Les brèves

Le déclin de la petite bourgeoisie culturelle

Philippe Meyer, créée le 28-01-2024

"L’auteur s’intéresse à un ensemble apparemment hétérogène, où l’on trouve des professeurs, des instituteurs, des conseillers d’orientation, des bibliothécaires, des artistes, mais aussi des travailleurs sociaux, des dirigeants d’association, des psychologues, des designers, des publicitaires, des journalistes … Ces personnes ont en commun d’avoir, à partir des années 80, connu une vie matérielle et un statut social meilleurs que ceux de leurs parents. Leur évolution est due à l’acquisition d’un capital culturel constitué dans l’effondrement du monopole de l’école dans la production des normes. Les politiques publiques, nationales, régionales ou municipales, ont favorisé et soutenu cette petite bourgeoisie. Or, depuis le début du XXIème siècle, ces politiques publiques s’effritent à grande vitesse. Il en résulte une fragilisation de cette petite bourgeoisie culturelle dont Élie Guéraut écrit : qu’elle « occasionne une perte de son pouvoir sur les institutions locales conquis dans les années 1980 et 1990, mais aussi de sa légitimité à se présenter en prescripteur de goûts et de pratiques culturelles. » Le paysage  culturel et ses habitants changent à bas bruit et la recherche menée par Élie Guéraut pourrait bien, comme le dit son auteur, « fonctionner comme un miroir grossissant de phénomènes valables à l’échelon national » et, à travers cette incarnation particulière des classes moyennes qu’est la petite bourgeoisie culturelle, nous éclairer sur les déceptions et les angoisses de toute cette partie de nos concitoyens."

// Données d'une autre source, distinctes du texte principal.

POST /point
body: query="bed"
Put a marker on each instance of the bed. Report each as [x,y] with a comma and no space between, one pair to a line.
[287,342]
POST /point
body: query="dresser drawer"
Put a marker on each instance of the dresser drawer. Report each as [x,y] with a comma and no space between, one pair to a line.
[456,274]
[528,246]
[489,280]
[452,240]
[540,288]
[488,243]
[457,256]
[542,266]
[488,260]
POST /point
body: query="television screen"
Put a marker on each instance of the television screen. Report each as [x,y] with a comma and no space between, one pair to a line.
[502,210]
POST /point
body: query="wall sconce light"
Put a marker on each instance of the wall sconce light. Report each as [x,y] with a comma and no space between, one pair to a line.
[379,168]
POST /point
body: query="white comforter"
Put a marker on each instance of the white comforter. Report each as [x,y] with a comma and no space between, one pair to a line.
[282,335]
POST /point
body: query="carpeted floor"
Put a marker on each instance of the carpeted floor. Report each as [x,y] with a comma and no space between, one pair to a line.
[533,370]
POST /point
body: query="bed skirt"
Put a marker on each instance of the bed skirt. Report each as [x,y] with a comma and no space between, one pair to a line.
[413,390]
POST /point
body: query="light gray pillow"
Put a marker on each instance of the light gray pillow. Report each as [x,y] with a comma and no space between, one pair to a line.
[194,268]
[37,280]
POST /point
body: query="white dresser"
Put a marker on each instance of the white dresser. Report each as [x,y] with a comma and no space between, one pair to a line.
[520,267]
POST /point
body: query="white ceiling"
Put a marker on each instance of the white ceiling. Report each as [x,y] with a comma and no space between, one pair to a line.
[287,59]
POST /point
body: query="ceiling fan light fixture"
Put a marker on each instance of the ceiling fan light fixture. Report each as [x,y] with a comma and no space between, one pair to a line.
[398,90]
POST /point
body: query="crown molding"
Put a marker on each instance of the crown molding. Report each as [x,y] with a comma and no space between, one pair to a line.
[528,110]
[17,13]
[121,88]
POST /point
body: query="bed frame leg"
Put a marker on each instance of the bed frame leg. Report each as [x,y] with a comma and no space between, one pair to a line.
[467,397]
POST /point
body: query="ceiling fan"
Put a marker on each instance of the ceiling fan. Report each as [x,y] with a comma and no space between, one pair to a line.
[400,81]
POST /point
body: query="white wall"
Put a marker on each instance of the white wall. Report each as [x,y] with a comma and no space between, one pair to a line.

Réflexions sur la question antisémite

Béatrice Giblin, créée le 28-01-2024

"J’ai été frappée par l’augmentation du nombre d’actes antisémites : on en est à 1676, soit plus de 1000%, depuis le 7 octobre dernier. Je suis donc allée relire le livre de Delphine Horvilleur, paru en 2019. Comme toujours avec cette autrice, c’est extrêmement intelligent, avec une pointe d’humour. Le livre nous montre comment le Juif voit l’antisémite, et comment la cause juive vit avec ce qui veut sa perte. Elle explique en quoi l’antisémitisme n’est pas un racisme comme les autres, avec un « en haut » qui méprise un « en bas ». C’est au contraire une pensée qui rejette celui qui est perçu comme ayant davantage. Une forme de jalousie envers le Juif, à qui on reproche toujours d’avoir trop (de richesses, de respect … et sans tenir compte de la situation réelle de celui qu’on méprise, évidemment)."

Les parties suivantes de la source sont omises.